Im trying to read parque file from S3 using akka streams following the official doc but I am getting this error
java.io.IOException: No FileSystem for scheme: s3a
this is the code that triggered that exception. I will highly appreciate any clue/example of how should I do it correctly
val path = s"s3a://bucketName/path/to/foo/part-00000-656418ee-7cc0-42ee-93e-aaa69ee6f916.c000.snappy.parquet"
val conf: Configuration = new Configuration()
conf.setBoolean(AvroReadSupport.AVRO_COMPATIBILITY, true)
val file = HadoopInputFile.fromPath(new Path(path), conf)
val reader: ParquetReader[GenericRecord] =
AvroParquetReader.builder[GenericRecord](file).withConf(conf).build()
//should read the file lines here but not there yet ...

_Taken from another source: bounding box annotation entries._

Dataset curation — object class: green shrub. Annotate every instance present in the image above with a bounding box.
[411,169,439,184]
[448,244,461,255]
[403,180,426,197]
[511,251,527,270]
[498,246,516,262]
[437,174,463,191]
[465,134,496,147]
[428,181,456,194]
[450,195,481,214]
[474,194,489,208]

You are most likely missing hadoop-aws
lib on your classpath.
Have a look here: https://hadoop.apache.org/docs/current/hadoop-aws/tools/hadoop-aws/index.html
And also this SO gives some more details how to setup credentials for access to S3: How do I configure S3 access for org.apache.parquet.avro.AvroParquetReader?
Once you have AvroParquetReader
correctly initialized, then you can create Akka Stream's Source
out of it as per the Alpakka Avro Parquet doc (https://doc.akka.io/docs/alpakka/current/avroparquet.html#source-initiation)